Even if everything goes right, no typos, UV damage, or anything, your cells still need ligases because DNA Pol has a couple restrictions 👉 it can only write one way & it can’t start from nothing – it has to be “primed” – it needs a 3’ OH to add onto
This leads to a “lagging strand” problem when replicating DNA – DNA Pol can only copy in 1 direction but the 2 strands in double-stranded DNA are antiparallel – meaning one goes 5’->3’ & the other 3’->5’. So one strand (the lagging strand) has to be written in pieces called Okazaki fragments that are then stitched together by ligases
Wouldn’t those fragments have triphosphates at their 5’ end though? They would, except that’s where that 2nd “limitation” comes in -> because DNA Pol has to be primed, the fragments “start” with RNA primers put on by primase that get chewed off, leaving a monophosphate when they do
The ligase reaction occurs by a 3-step process involving nucleophilic substitutions 👉 NUCLEOPHILES (Nü) are molecules that have “extra electrons (e⁻)” which gives them more negativity than they can handle 👉 they “love nuclei” because opposites attract & that’s where the positive protons are 😍
ELECTROPHILES are also “unhappy” with the amount of e⁻ they have😒 BUT they want more, more more! (they “love” e⁻) 😍
In the 1st step, the nucleophile is the end (terminal) amino of a lysine (one of protein’s amino acid letters) in the ligase’s active site & the electrophile is the phosphorus in ATP’s 1st (α) phosphate (the one closest to the sugar). Because this phosphorous (P) is surrounded by electronegative (electron-hogging) oxygens, it’s partly positive & thus electrophilic.
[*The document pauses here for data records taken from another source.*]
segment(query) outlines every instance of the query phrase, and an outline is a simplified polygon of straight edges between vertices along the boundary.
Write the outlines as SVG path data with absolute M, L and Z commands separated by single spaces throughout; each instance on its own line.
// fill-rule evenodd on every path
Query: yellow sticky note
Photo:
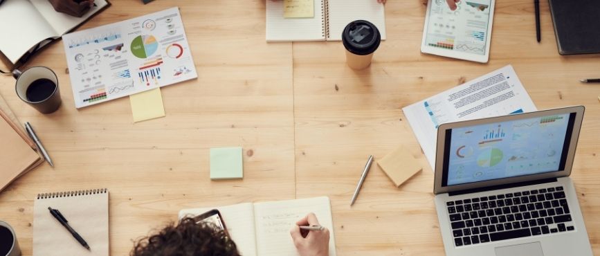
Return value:
M 165 116 L 160 88 L 129 95 L 129 102 L 135 122 Z
M 315 0 L 284 0 L 284 18 L 315 17 Z
M 388 174 L 396 187 L 400 187 L 423 169 L 410 152 L 401 146 L 383 156 L 377 162 L 377 165 Z

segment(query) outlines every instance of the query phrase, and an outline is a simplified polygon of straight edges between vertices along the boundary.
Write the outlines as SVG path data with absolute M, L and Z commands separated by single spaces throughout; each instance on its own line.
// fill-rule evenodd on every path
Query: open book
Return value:
M 289 230 L 307 214 L 314 212 L 321 226 L 329 229 L 329 256 L 336 256 L 329 197 L 181 210 L 179 219 L 201 214 L 212 209 L 221 212 L 229 235 L 244 256 L 298 255 Z
M 15 63 L 28 52 L 60 37 L 109 6 L 106 0 L 95 0 L 94 4 L 78 18 L 55 11 L 48 0 L 6 0 L 0 6 L 0 51 Z
M 314 17 L 284 18 L 284 1 L 266 1 L 266 41 L 340 41 L 357 19 L 370 21 L 385 39 L 383 4 L 375 0 L 314 0 Z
So the lysine goes on the nucleophilic attack -> it grabs onto that α P & kicks off the other 2 phosphates as inorganic pyrophosphate (PPi), which can get hydrolyzed to 2 Pi to give you a further entropic benefit (as is the case with the DNA Pol reaction)
So, at this point, you have AMP stuck to the ligase (a covalent enzyme-adenylate intermediate)
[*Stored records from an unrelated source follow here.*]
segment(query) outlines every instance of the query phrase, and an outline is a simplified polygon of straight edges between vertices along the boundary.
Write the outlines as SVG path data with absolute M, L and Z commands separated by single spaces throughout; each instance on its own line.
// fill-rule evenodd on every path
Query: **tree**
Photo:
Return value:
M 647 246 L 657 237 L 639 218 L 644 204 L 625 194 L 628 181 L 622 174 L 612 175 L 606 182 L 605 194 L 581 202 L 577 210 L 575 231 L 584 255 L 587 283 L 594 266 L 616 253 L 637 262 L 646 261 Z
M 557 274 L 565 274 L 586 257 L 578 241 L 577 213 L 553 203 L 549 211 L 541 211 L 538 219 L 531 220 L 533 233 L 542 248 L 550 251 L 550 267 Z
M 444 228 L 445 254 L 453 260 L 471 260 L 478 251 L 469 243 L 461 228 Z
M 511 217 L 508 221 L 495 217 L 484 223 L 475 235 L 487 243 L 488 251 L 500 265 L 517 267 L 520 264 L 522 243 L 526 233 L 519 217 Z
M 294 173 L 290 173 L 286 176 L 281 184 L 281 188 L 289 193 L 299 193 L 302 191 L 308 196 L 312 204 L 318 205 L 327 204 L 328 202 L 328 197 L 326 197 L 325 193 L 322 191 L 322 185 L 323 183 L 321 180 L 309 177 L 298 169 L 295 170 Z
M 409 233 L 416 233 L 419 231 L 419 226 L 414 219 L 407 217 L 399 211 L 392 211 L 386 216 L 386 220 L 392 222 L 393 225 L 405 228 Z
Next, you have another nucleophilic attack – this time from the free 5’ end of the DNA. It takes that AMP from the lysine
Then the free 3’ end gets jealous – it wants in on the fun too, so it attacks the phosphate, kicking off the AMP & forming a phosphodiester bond.
So, I may wear the cape, but DNA LIGASE is the real superhero of this story!